State: La Grande air quality much improved

Woodstove curtailment program has had positive effect

Some good news came out of Tuesday’s hearing on revisions to the state’s smoke management plan: in La Grande, air quality is much improved. 

Back in the 1980s, the La Grande area was singled out by the Oregon Department of Environmental Quality as a non-attainment area for particulate matter in the atmosphere, due mostly to wood burning in the winter time. In 1992, La Grande became a Special Protection Zone in the Oregon Smoke Management Plan.

A rigorous residential woodstove curtailment program went into effect, and prescribed burning in nearby forests was closely monitored. Conditions improved, and La Grande has been in attainment status for particulate matter for a number of years now.
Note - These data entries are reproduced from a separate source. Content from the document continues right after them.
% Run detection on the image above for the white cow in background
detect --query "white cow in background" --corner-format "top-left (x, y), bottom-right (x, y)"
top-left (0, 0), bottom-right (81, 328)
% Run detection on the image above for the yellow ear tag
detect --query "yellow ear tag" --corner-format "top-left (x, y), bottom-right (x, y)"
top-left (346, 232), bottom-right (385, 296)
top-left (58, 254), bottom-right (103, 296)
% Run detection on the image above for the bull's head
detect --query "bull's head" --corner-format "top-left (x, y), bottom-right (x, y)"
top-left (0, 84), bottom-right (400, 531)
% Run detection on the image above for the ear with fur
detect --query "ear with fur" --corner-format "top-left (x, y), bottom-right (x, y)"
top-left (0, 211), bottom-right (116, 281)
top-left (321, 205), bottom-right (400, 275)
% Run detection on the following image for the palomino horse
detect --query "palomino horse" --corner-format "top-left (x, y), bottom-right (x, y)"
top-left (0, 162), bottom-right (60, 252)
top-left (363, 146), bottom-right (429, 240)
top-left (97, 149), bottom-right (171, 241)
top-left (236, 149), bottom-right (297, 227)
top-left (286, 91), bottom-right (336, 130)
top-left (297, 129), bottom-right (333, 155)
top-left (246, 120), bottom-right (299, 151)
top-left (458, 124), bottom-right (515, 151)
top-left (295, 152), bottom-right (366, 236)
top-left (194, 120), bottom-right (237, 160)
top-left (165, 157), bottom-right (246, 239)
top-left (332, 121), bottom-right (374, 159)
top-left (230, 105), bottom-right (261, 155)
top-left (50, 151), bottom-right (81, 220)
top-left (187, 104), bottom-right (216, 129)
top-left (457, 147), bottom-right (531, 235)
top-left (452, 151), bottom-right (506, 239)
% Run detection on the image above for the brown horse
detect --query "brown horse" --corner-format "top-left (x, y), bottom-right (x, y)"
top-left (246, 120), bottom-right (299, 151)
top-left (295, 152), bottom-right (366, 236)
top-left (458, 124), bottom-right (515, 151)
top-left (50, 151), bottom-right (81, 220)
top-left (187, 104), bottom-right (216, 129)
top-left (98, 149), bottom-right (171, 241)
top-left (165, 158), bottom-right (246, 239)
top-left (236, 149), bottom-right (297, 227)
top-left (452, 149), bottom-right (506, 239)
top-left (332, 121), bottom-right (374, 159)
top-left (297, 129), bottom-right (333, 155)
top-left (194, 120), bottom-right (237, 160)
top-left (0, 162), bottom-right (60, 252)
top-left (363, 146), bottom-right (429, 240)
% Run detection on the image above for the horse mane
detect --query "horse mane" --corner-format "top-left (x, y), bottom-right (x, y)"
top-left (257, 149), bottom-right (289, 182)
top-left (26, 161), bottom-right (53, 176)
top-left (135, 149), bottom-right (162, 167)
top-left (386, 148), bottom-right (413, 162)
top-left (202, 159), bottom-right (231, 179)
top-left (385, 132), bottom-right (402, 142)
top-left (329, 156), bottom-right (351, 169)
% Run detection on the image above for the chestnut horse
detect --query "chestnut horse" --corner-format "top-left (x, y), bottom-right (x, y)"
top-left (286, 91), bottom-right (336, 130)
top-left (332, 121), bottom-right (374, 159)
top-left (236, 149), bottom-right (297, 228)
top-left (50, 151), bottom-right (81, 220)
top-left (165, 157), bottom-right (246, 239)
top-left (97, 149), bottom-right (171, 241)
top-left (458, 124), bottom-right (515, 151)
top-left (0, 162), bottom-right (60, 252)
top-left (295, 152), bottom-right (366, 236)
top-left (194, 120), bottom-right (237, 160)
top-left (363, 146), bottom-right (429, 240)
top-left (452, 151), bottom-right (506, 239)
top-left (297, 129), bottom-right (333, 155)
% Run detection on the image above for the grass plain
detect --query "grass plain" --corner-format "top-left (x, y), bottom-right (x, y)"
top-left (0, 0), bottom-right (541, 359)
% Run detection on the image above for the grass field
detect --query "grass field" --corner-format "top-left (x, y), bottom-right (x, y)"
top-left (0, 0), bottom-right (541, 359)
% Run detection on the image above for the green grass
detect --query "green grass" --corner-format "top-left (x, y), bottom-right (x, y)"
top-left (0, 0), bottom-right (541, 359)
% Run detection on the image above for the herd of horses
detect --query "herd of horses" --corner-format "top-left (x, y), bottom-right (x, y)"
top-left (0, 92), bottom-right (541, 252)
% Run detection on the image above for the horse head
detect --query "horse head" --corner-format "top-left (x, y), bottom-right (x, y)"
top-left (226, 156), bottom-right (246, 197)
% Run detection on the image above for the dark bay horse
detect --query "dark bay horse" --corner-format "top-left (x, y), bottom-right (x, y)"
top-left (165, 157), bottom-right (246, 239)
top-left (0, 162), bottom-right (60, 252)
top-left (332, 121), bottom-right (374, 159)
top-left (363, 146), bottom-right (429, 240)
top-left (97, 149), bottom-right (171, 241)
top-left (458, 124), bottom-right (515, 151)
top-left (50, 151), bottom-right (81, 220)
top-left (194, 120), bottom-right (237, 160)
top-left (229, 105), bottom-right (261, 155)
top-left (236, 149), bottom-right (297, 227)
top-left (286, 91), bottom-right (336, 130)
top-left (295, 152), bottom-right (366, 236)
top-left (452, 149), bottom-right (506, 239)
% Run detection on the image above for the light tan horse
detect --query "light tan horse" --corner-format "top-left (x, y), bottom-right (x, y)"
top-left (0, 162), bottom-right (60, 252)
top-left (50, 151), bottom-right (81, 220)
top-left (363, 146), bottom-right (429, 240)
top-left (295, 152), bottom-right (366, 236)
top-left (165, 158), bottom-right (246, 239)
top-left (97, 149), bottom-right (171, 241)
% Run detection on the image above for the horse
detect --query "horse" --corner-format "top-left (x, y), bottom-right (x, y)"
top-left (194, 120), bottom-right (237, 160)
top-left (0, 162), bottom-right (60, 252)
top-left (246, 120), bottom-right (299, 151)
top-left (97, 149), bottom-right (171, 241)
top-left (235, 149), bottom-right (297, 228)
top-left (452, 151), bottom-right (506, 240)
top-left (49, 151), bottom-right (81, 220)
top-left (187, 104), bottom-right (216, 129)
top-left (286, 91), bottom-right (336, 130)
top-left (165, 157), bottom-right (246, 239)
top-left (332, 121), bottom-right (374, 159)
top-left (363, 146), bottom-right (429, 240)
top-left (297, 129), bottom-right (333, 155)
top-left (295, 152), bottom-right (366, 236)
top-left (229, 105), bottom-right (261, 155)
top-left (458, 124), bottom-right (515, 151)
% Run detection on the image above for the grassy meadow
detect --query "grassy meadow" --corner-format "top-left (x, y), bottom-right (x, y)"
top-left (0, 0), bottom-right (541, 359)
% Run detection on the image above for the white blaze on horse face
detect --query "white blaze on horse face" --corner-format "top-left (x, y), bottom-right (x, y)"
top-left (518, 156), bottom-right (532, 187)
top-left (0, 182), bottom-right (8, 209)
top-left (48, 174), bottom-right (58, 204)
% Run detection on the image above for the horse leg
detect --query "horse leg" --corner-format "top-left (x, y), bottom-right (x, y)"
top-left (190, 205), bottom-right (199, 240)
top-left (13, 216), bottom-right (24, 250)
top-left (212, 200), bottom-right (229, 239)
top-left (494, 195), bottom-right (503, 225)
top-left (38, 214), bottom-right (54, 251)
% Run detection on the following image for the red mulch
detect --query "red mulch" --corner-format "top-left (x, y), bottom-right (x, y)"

That’s why the area may soon be removed from the list of Special Protection Zones in the state plan, which governs prescribed burning by private landowners and public agencies.

“La Grande’s air quality levels have improved and in winter time there’s an extremely small amount of prescribed burning. It makes us feel confident we can remove the SPZ,” Brian Finneran of the state Department of Environmental Quality’s Air Quality Division said following a joint DEQ-Oregon Department of Forestry hearing Tuesday at La Grande’s Cook Memorial Library.

Finneran said air quality is monitored daily on a green-yellow-red scale, and that will continue in the La Grande area as always. Routinely, when particulate levels reach the red zone, prescribed burning in the area is prohibited, and woodstove curtailment goes into effect except for those residents who rely solely on wood for heat.

The Oregon Department of Forestry manages about 150,000 acres of prescribed forestry burning across the state each year, much of it near populated areas. The forestry department is required by state law to have a smoke management plan for prescribed burning, and promulgate rules to carry out the plan.

The state’s smoke management plan is reviewed about every five years, with the forestry department and DEQ having joint authority to approve changes. Tuesday at Cook Memorial Library, the agencies held the first of five public hearings prior to adoption of amendments proposed in a review done between 2012 and 2013.